GUEST POST BY Richard P. Console, Jr. of Console Hollawell P.C.
Turn signals – every car has them, but not every driver seems to know what they’re for or even when to use them. A 2012 study released in May by the Society of Automotive Engineers reveals just how many drivers are forgoing that flick of the switch when they change lanes or make turns, and the numbers are startling. According to the study, which analyzed traffic data from around the country, drivers neglect to use their turn signals 48 percent of the time when changing lanes. When making turns, the failure rate is about 25 percent. Passaic County car accident lawyers see the problem with turn signal failure as two fold – a lack of responsibility coupled with relatively no enforcement.
Traffic laws in all states consider not using turn signals as a minor violation, with fines clocking in at around $100 per offense. Citations for failing to use turn signals could cost motorists their “safe driver” discounts, though anecdotal evidence seems to suggest police would rather pull drivers over for speeding than not announcing their turn/lane-change intentions. Despite a relative lack of enforcement at by local authorities, civil enforcement when it comes to traffic accidents can drastically affect auto insurance claims and who receives compensation.

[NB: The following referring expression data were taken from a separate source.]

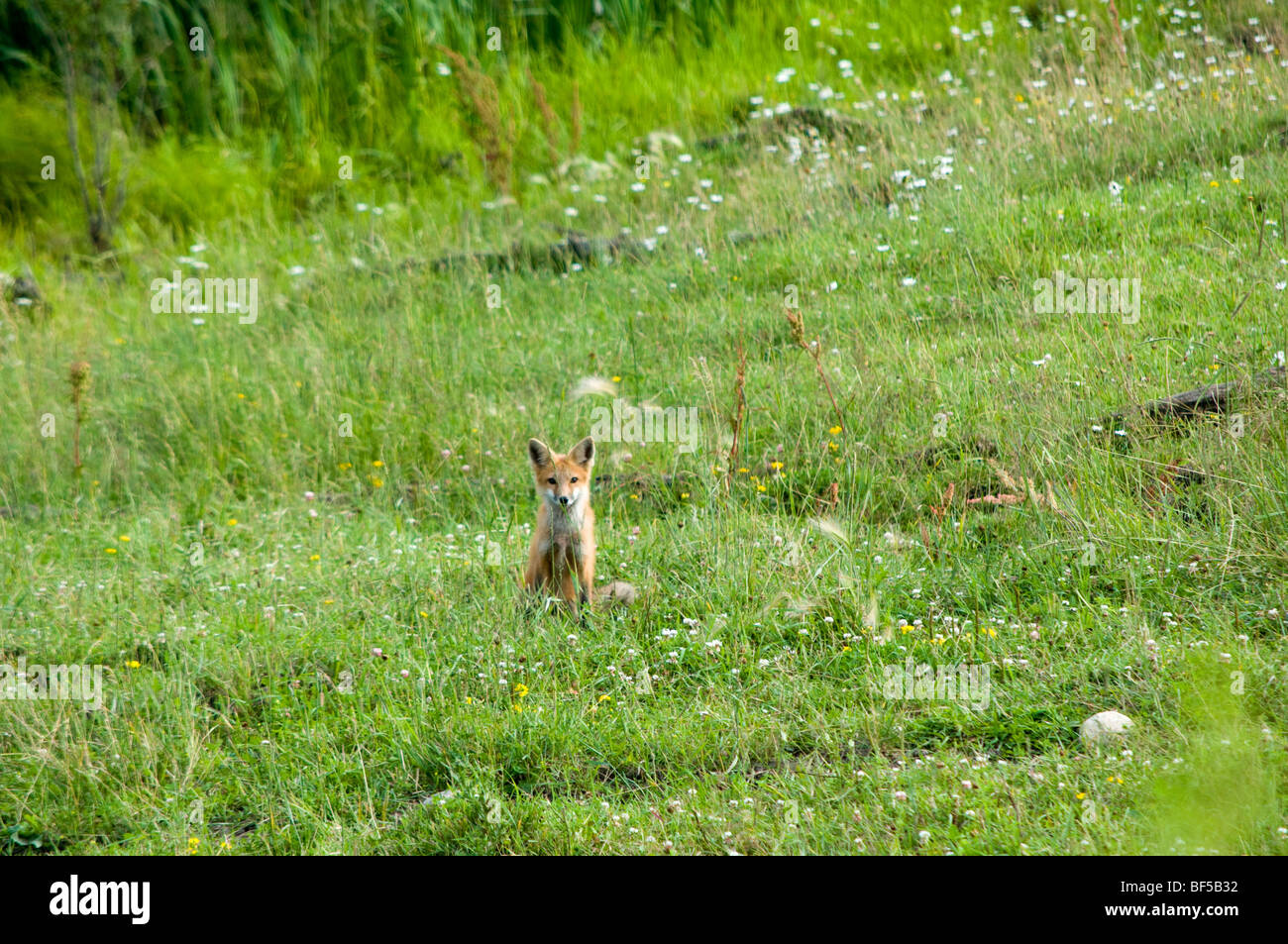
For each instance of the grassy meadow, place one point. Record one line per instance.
(292, 541)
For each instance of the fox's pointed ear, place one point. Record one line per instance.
(539, 452)
(584, 452)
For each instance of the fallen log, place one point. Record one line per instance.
(1214, 398)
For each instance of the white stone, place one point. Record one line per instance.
(1104, 726)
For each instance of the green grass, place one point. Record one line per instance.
(235, 561)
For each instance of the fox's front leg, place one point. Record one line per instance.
(568, 584)
(537, 576)
(587, 571)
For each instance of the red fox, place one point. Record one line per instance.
(562, 556)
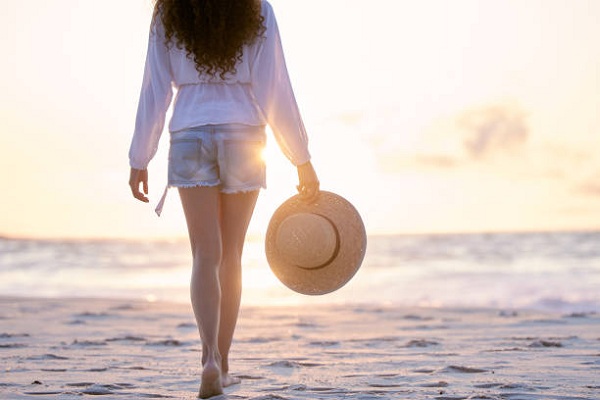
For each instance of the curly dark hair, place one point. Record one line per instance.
(212, 32)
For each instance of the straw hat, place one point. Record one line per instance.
(315, 248)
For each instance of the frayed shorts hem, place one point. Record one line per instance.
(222, 190)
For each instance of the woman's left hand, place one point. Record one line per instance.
(308, 183)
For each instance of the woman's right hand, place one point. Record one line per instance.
(137, 177)
(308, 182)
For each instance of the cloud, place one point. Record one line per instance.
(493, 129)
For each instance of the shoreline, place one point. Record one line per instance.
(120, 348)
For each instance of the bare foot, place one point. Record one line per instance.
(228, 380)
(211, 381)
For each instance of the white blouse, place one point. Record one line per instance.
(258, 93)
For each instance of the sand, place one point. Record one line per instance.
(69, 348)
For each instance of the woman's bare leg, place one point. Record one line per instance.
(236, 212)
(217, 225)
(202, 210)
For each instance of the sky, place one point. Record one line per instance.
(429, 116)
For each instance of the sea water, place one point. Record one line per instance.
(544, 271)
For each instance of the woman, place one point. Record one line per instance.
(225, 59)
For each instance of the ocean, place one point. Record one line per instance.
(538, 271)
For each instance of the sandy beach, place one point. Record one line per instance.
(68, 348)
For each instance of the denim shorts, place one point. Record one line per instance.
(228, 156)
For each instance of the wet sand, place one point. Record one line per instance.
(69, 348)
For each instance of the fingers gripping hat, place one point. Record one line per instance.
(315, 248)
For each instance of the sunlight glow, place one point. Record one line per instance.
(381, 88)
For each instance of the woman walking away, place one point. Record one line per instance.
(225, 59)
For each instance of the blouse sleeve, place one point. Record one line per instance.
(274, 94)
(155, 98)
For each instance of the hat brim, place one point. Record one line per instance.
(352, 244)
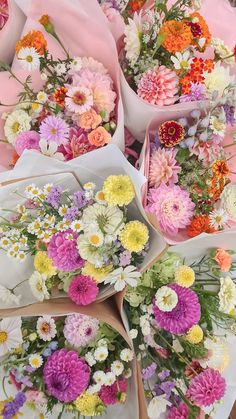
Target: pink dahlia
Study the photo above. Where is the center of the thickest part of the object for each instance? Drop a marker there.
(83, 290)
(62, 249)
(159, 86)
(207, 388)
(101, 86)
(180, 412)
(80, 329)
(66, 375)
(163, 167)
(172, 207)
(184, 315)
(28, 140)
(108, 394)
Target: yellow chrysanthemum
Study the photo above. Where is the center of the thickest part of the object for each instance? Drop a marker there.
(43, 264)
(194, 335)
(134, 236)
(96, 273)
(184, 276)
(118, 190)
(88, 404)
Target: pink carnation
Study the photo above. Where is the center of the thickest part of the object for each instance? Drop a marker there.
(172, 207)
(28, 140)
(207, 388)
(101, 86)
(83, 290)
(108, 394)
(163, 167)
(63, 251)
(159, 86)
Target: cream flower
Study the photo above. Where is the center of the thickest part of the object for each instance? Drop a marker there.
(227, 294)
(10, 334)
(166, 299)
(16, 122)
(133, 33)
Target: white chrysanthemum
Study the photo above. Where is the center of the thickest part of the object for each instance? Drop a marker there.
(29, 58)
(227, 294)
(166, 299)
(126, 355)
(218, 80)
(121, 277)
(218, 357)
(46, 328)
(16, 122)
(10, 334)
(38, 287)
(228, 200)
(133, 33)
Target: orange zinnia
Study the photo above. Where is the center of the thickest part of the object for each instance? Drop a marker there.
(33, 39)
(177, 36)
(200, 224)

A driver who fails to use their turn signal and causes an accident could face an uphill battle to obtain compensation from an insurance company. In states with comparative negligence rules, not obeying traffic laws could push driver liability up to or over the 50 percent threshold, which could eliminate or reduce their right to file a claim. In contributory negligence states, including North Carolina and Maryland, the decision to not use a turn signal could block an injured driver from recovering any damages.
Roadways are no place for motorists to conduct their own version of Mystery Theater. Every driver has a legal obligation to announce their intentions so other drivers sharing the road with them know where they’re going. Without proper use of turn signals, drivers have almost no time to react to changing road conditions as motorists suddenly stop or swerve abruptly into their lanes of travel. That places everyone at serious risk for potential critical injuries. In New Jersey, our car accident attorneys in Union City and other areas see the tragic results of these actions every day.
The Society of Automotive Engineers estimates that drivers around the country fail to signal properly when changing lanes or turning about 750 billion times annually. Law makers have been quick to announce stiff penalties for those who text while driving, but a much traffic larger issue looms before them. How do they plan to tackle what appears to be a much larger threat to safety?